A chore as simple as taking out the garbage could’ve forever changed the course of history for the 2011 World Championship of Online Poker. Joel Adam Gordon (by now most know him as 2FLY2TILT) was getting ready to start registering for WCOOP events one morning from his flat in Barcelona, Spain. He thought he would first take out the trash.
So, Gordon stepped out the door of his apartment with garbage bag in hand like he had done hundreds of times since moving in. A garbage shoot wasn’t far from his front door, so it was a simple procedure. Step out, toss the bag in the shoot, walk back in and register for WCOOP Event #8, a Triple Stud tourney. Nothing could be simpler.
If it hadn’t been for that damned light, everything would’ve worked to plan. It was there, unexpectedly, on the door of the trash shoot.
“I have never seen this light on before,” Gordon said. “It surprised me.”
Just like poker, a moment of distraction can change the world. You miss that tell your opponent has when he has a strong hand. You miss the size of a bet. A pretty girl walks by and you don’t hear your opponent say all-in before you call light. Or, a light appears on the garbage shoot door. Distraction is a sniper’s bullet fired from a mile away.
The slam of this Barcelona distraction didn’t sound like a bullet crack, or garbage sliding down a metal shoot, or the niggling little PokerStars alarm. No, this distraction sounded like a door closing. The door to an apartment. The locked door to Joel Adam Gordon’s apartment behind which sat his keys, his phone, and the computer with which he intended to register for Event #8 of the 2011 WCOOP. What could be worse?
“It gets a little bit worse,” Gordon said.
Anyone who walked by at that point would’ve seen the young man standing there by the garbage shoot wearing no more than a pair of boxer shorts and some flip-flops. The Barcelona sea breeze wasn’t warm that day, my friends.
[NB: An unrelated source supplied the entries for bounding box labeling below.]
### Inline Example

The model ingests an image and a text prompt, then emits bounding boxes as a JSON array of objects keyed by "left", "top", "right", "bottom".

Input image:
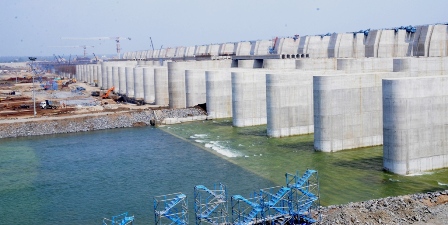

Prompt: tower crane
[
  {"left": 49, "top": 45, "right": 95, "bottom": 58},
  {"left": 62, "top": 37, "right": 131, "bottom": 59}
]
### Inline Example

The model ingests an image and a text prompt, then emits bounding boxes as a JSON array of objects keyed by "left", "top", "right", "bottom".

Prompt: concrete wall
[
  {"left": 143, "top": 67, "right": 155, "bottom": 104},
  {"left": 125, "top": 66, "right": 134, "bottom": 98},
  {"left": 296, "top": 58, "right": 337, "bottom": 71},
  {"left": 353, "top": 33, "right": 367, "bottom": 58},
  {"left": 263, "top": 59, "right": 296, "bottom": 70},
  {"left": 235, "top": 41, "right": 251, "bottom": 56},
  {"left": 313, "top": 72, "right": 405, "bottom": 152},
  {"left": 168, "top": 60, "right": 232, "bottom": 108},
  {"left": 336, "top": 58, "right": 394, "bottom": 73},
  {"left": 185, "top": 70, "right": 206, "bottom": 107},
  {"left": 377, "top": 30, "right": 397, "bottom": 58},
  {"left": 115, "top": 66, "right": 126, "bottom": 95},
  {"left": 154, "top": 67, "right": 169, "bottom": 106},
  {"left": 219, "top": 42, "right": 235, "bottom": 55},
  {"left": 231, "top": 69, "right": 266, "bottom": 127},
  {"left": 250, "top": 40, "right": 272, "bottom": 55},
  {"left": 205, "top": 70, "right": 232, "bottom": 119},
  {"left": 428, "top": 24, "right": 448, "bottom": 57},
  {"left": 133, "top": 67, "right": 144, "bottom": 100},
  {"left": 382, "top": 76, "right": 448, "bottom": 175},
  {"left": 111, "top": 66, "right": 120, "bottom": 92},
  {"left": 393, "top": 57, "right": 448, "bottom": 77},
  {"left": 274, "top": 38, "right": 300, "bottom": 55},
  {"left": 266, "top": 71, "right": 314, "bottom": 137}
]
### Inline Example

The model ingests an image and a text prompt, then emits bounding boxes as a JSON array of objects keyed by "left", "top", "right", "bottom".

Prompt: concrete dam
[{"left": 72, "top": 24, "right": 448, "bottom": 174}]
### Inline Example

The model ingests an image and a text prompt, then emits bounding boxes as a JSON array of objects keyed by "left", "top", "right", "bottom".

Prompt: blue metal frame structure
[
  {"left": 154, "top": 193, "right": 188, "bottom": 225},
  {"left": 103, "top": 212, "right": 134, "bottom": 225},
  {"left": 194, "top": 183, "right": 228, "bottom": 225},
  {"left": 231, "top": 192, "right": 265, "bottom": 225},
  {"left": 285, "top": 170, "right": 320, "bottom": 223}
]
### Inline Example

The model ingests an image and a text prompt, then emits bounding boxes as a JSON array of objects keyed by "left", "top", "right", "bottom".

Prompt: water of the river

Gordon expected his brother to come by at some point with his key to the flat, but Gordon didn’t know when. An hour passed as Gordon thought about missing Event #7. Another hour passed as he stood there shivering in his underwear and knowing Event #8 was coming up. A thought occurred to him.
“Locked out with no phone is never good, but locked out with just flip-flops and boxer shorts is pretty terrible on the day of a WCOOP event,” he said.
Gordon cursed his distraction. He cursed the breeze. He cursed the fact his brother still hadn’t come by. Finally, three hours into the naked ordeal, a savior.
“My brother saved me from being literally locked out of the Triple Stud Event that went on to be so important,” Gordon said. “I don’t think there was anyone who followed the WCOOP quest as closely as him.”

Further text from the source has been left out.